The conventional UBM detection equipment has fixed frequency, the frequency of a UBM probe conventionally applied at home and abroad is usually 50MHz, the optimal tissue display depth is only 5mm, the complete structure of the front section cannot be displayed, and the complete and comprehensive understanding of lesion is influenced; in addition, the zonules of the crystalline lens are divided into an anterior group, a middle group and a posterior group, the angle of each group is different, the UBM probe is scanned linearly or in a fan shape in a certain axial direction, only the zonules parallel to the probe can be displayed, and the angled zonules are displayed in a point shape, so that the identification difficulty is increased.

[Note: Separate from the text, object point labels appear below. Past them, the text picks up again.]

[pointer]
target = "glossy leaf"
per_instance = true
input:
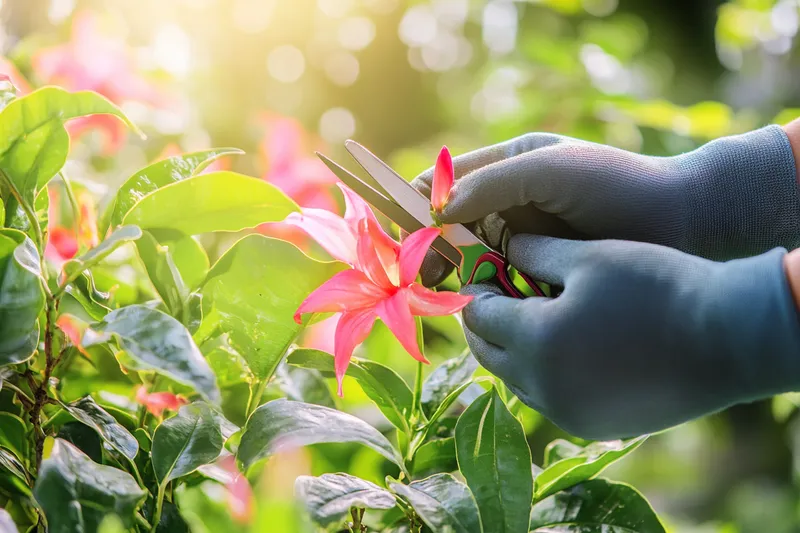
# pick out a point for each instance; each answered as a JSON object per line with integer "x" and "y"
{"x": 599, "y": 506}
{"x": 7, "y": 525}
{"x": 494, "y": 458}
{"x": 446, "y": 378}
{"x": 121, "y": 236}
{"x": 76, "y": 493}
{"x": 438, "y": 455}
{"x": 573, "y": 464}
{"x": 218, "y": 201}
{"x": 34, "y": 144}
{"x": 383, "y": 386}
{"x": 255, "y": 297}
{"x": 159, "y": 174}
{"x": 328, "y": 498}
{"x": 282, "y": 425}
{"x": 157, "y": 341}
{"x": 443, "y": 503}
{"x": 88, "y": 412}
{"x": 185, "y": 442}
{"x": 21, "y": 297}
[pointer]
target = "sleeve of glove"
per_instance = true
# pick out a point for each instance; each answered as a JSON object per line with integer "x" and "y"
{"x": 643, "y": 338}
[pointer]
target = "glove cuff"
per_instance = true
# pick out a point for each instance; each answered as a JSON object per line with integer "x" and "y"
{"x": 742, "y": 195}
{"x": 754, "y": 318}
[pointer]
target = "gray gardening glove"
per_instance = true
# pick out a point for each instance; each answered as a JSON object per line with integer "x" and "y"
{"x": 733, "y": 197}
{"x": 643, "y": 337}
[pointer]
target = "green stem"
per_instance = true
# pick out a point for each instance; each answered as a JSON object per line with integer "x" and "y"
{"x": 162, "y": 487}
{"x": 255, "y": 397}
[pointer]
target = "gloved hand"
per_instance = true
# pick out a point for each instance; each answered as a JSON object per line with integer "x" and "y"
{"x": 643, "y": 337}
{"x": 734, "y": 197}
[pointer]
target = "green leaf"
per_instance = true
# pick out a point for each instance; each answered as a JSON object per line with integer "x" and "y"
{"x": 568, "y": 465}
{"x": 218, "y": 201}
{"x": 329, "y": 497}
{"x": 122, "y": 235}
{"x": 76, "y": 493}
{"x": 157, "y": 175}
{"x": 158, "y": 342}
{"x": 446, "y": 378}
{"x": 255, "y": 288}
{"x": 14, "y": 434}
{"x": 185, "y": 442}
{"x": 494, "y": 458}
{"x": 34, "y": 144}
{"x": 21, "y": 297}
{"x": 438, "y": 455}
{"x": 443, "y": 503}
{"x": 7, "y": 525}
{"x": 599, "y": 506}
{"x": 281, "y": 424}
{"x": 381, "y": 384}
{"x": 87, "y": 411}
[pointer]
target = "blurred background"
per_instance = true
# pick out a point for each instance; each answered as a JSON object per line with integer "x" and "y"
{"x": 280, "y": 78}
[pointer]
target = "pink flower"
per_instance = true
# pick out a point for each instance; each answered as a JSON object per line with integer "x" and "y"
{"x": 443, "y": 178}
{"x": 97, "y": 61}
{"x": 157, "y": 402}
{"x": 240, "y": 495}
{"x": 381, "y": 283}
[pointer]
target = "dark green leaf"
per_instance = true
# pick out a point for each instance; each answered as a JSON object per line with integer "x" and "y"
{"x": 158, "y": 342}
{"x": 574, "y": 464}
{"x": 494, "y": 458}
{"x": 185, "y": 442}
{"x": 84, "y": 438}
{"x": 21, "y": 297}
{"x": 76, "y": 493}
{"x": 87, "y": 411}
{"x": 218, "y": 201}
{"x": 304, "y": 385}
{"x": 281, "y": 425}
{"x": 14, "y": 434}
{"x": 596, "y": 506}
{"x": 383, "y": 386}
{"x": 438, "y": 455}
{"x": 34, "y": 144}
{"x": 255, "y": 288}
{"x": 446, "y": 378}
{"x": 157, "y": 175}
{"x": 329, "y": 497}
{"x": 443, "y": 503}
{"x": 122, "y": 235}
{"x": 7, "y": 525}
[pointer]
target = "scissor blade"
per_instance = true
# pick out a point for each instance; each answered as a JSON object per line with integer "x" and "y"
{"x": 407, "y": 196}
{"x": 386, "y": 206}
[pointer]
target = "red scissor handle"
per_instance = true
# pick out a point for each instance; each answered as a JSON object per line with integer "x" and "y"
{"x": 501, "y": 267}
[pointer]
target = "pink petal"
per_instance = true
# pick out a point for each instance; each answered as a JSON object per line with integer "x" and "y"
{"x": 352, "y": 329}
{"x": 443, "y": 178}
{"x": 396, "y": 314}
{"x": 425, "y": 302}
{"x": 368, "y": 260}
{"x": 413, "y": 252}
{"x": 346, "y": 291}
{"x": 329, "y": 230}
{"x": 356, "y": 209}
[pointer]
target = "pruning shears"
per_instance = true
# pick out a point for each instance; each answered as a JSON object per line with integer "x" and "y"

Only when the scanning direction is strictly controlled, the probe scanning with different frequencies and the linear and sector scanning modes are switched, each group of suspensory ligaments can horizontally run in the image, and therefore three groups of suspensory ligaments can be completely displayed.
Disclosure of Invention
The invention solves the problem that the existing ultrasonic biomicroscope probe can not be adjusted according to actual conditions in frequency fixation and lens zonules can not completely present three groups of zonules due to shielding, thereby influencing the function evaluation of the lens zonules, and provides an ultrasonic biomicroscope with a frequency conversion probe and an anterior segment ultrasonic image processing method.

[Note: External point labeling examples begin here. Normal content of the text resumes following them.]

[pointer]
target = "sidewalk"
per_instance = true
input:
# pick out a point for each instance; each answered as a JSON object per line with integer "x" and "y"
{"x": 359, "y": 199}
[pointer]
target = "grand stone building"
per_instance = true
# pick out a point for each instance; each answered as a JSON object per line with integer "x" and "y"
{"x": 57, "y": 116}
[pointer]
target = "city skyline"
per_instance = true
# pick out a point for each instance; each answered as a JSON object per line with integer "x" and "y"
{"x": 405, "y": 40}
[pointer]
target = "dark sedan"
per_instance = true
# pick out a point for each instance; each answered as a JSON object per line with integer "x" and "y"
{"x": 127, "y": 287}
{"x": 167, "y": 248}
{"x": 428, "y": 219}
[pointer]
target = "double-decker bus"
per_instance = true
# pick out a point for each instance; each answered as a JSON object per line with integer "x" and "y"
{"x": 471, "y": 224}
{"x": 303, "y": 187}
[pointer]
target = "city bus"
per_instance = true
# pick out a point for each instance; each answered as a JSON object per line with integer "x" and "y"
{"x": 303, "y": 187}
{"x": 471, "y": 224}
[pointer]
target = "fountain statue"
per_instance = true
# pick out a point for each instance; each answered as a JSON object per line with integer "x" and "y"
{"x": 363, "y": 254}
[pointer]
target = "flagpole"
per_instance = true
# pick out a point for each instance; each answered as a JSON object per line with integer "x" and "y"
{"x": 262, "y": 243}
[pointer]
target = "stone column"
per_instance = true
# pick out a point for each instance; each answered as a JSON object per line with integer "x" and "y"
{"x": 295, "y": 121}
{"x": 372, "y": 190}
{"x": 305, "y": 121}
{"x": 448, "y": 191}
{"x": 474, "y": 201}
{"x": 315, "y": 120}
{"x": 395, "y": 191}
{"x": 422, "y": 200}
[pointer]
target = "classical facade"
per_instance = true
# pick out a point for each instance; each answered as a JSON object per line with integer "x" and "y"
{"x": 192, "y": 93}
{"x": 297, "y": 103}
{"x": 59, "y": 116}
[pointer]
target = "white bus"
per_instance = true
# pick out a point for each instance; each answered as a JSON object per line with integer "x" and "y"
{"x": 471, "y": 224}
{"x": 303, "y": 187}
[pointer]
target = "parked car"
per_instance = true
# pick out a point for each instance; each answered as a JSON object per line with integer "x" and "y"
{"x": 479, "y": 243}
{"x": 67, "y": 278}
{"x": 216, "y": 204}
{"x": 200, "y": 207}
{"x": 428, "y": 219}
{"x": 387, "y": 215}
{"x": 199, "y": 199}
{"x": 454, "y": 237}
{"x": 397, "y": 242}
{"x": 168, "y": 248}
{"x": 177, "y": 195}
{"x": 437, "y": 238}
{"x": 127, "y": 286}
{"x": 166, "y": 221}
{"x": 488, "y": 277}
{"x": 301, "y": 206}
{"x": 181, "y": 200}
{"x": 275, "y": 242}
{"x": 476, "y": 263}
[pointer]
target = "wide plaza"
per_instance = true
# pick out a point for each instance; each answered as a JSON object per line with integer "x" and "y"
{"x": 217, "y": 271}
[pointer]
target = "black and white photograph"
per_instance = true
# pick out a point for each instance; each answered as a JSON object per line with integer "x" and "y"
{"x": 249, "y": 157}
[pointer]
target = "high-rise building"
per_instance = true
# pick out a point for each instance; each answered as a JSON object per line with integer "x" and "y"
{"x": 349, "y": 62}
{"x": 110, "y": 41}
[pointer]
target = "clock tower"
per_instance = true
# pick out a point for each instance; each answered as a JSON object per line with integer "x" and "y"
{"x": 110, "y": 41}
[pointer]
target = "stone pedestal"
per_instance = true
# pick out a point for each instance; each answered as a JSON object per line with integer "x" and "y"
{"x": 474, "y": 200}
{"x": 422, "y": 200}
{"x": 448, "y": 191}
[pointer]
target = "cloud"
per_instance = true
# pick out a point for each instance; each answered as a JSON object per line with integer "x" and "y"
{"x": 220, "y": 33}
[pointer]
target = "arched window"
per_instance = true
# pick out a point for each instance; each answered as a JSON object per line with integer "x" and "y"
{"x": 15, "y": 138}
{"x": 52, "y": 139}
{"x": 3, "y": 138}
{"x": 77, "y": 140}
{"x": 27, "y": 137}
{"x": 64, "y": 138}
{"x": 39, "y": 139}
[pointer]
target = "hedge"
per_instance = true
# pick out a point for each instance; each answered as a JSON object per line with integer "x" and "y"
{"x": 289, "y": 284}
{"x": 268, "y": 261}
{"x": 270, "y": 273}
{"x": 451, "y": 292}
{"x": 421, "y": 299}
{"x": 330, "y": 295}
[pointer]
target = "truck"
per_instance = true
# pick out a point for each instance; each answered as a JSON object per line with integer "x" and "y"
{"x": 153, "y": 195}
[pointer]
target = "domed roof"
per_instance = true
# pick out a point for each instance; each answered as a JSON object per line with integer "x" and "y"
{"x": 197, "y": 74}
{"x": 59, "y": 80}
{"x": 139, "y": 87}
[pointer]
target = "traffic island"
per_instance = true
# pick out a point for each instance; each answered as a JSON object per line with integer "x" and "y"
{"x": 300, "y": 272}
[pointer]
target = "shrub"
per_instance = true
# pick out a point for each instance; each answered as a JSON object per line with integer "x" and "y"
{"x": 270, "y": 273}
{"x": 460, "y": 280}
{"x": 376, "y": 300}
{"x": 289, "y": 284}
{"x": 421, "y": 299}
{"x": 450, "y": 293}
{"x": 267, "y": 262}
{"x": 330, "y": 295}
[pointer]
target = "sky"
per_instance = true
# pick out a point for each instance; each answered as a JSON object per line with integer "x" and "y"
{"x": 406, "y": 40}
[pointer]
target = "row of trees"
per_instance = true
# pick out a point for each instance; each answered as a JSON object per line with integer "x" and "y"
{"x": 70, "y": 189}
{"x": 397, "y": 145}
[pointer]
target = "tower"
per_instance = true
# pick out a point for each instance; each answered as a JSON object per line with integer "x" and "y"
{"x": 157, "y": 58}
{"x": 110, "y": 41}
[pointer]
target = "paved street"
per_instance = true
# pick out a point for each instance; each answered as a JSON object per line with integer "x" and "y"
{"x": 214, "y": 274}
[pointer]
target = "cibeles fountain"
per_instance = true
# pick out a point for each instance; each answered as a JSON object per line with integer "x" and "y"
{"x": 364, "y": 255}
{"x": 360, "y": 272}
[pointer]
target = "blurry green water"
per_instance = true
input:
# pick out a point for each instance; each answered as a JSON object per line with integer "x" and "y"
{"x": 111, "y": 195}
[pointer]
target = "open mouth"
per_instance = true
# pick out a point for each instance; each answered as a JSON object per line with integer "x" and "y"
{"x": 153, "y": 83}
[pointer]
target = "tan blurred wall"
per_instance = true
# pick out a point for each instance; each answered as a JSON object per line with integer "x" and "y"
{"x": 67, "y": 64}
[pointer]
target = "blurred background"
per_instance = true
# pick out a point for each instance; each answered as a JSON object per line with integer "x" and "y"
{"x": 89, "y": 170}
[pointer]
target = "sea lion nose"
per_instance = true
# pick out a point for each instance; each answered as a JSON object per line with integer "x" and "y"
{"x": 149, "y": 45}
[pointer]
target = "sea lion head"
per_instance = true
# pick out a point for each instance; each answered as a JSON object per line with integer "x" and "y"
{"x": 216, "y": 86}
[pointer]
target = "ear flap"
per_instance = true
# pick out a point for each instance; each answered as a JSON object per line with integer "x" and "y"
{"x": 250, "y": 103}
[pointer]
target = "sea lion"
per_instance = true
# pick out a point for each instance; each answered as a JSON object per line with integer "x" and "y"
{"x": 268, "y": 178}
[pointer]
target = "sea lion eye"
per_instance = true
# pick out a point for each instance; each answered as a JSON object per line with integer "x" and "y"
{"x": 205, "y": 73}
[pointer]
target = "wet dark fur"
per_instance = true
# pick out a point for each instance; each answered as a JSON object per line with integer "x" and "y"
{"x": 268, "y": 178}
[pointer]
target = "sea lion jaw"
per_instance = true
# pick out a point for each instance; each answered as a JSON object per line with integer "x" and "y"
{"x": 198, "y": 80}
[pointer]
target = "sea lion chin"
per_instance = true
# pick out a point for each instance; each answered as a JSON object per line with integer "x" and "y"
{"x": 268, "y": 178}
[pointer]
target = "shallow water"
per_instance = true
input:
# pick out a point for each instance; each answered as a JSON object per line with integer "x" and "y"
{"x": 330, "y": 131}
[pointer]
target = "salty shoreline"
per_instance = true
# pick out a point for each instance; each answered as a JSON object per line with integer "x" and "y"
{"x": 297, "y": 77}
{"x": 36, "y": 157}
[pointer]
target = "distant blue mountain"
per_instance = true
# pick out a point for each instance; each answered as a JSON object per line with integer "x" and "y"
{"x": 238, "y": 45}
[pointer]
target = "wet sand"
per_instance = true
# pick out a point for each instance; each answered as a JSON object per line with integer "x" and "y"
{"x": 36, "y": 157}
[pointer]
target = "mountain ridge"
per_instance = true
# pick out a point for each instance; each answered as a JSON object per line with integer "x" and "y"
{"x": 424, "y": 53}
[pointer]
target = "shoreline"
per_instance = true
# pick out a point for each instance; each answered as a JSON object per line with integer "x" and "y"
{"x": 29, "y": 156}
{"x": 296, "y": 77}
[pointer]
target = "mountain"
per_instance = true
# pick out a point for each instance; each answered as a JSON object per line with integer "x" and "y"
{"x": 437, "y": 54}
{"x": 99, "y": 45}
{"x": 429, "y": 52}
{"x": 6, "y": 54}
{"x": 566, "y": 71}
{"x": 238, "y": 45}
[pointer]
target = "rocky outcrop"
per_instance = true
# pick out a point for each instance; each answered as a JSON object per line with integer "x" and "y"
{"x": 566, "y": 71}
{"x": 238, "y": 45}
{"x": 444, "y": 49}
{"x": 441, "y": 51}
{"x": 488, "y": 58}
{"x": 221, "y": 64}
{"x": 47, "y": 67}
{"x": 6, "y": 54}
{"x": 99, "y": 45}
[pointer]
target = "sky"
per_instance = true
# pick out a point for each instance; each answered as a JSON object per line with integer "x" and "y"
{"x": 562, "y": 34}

According to a first aspect of the present invention, there is provided an ultrasonic biomicroscope comprising: the probe is a variable frequency probe or a multi-frequency microprobe array.
According to a second aspect of the present invention, there is provided a probe which is a variable frequency probe or a multi-frequency microprobe array.
Furthermore, the frequency of the variable frequency probe or the multi-frequency probe is 20-100MHz stepless frequency conversion or multi-step frequency conversion.
Furthermore, the scanning mode of the probe is a linear scanning mode or a sector scanning mode or the two scanning modes are automatically switched for use.
According to a third aspect of the present invention, there is provided an anterior ocular segment ultrasound image processing method, including:
receiving a probe scanning image;
processing the scanned image of each direction and each angle by an ultra-micro reconstruction image processing technology to obtain an ultra-clear image;
and splicing the ultraclear images to obtain a 360-degree three-dimensional anterior eye segment ultrasonic image.
According to a fourth aspect of the present invention, there is provided an anterior ocular segment ultrasound image processing apparatus comprising:
the signal receiving module is used for receiving an image obtained by scanning of the probe;
the ultra-clear image processing module is used for processing the scanning image of each direction and each angle through an ultra-micro reconstruction image processing technology to obtain an ultra-clear image;
and the splicing module is used for splicing the ultraclear images into a 360-degree three-dimensional anterior eye segment ultrasonic image.
According to a fifth aspect of the present invention, there is provided an ultrasonic biomicroscope comprising:
the probe is a variable frequency probe or a multi-frequency microprobe array;
and the software is used for receiving the scanning images obtained by scanning the probe, processing the scanning images with different scanning depths at each angle in each direction by an ultra-micro reconstruction image processing technology to obtain ultra-clear images, and splicing the ultra-clear images to obtain a 360-degree three-dimensional anterior-segment ultrasonic image.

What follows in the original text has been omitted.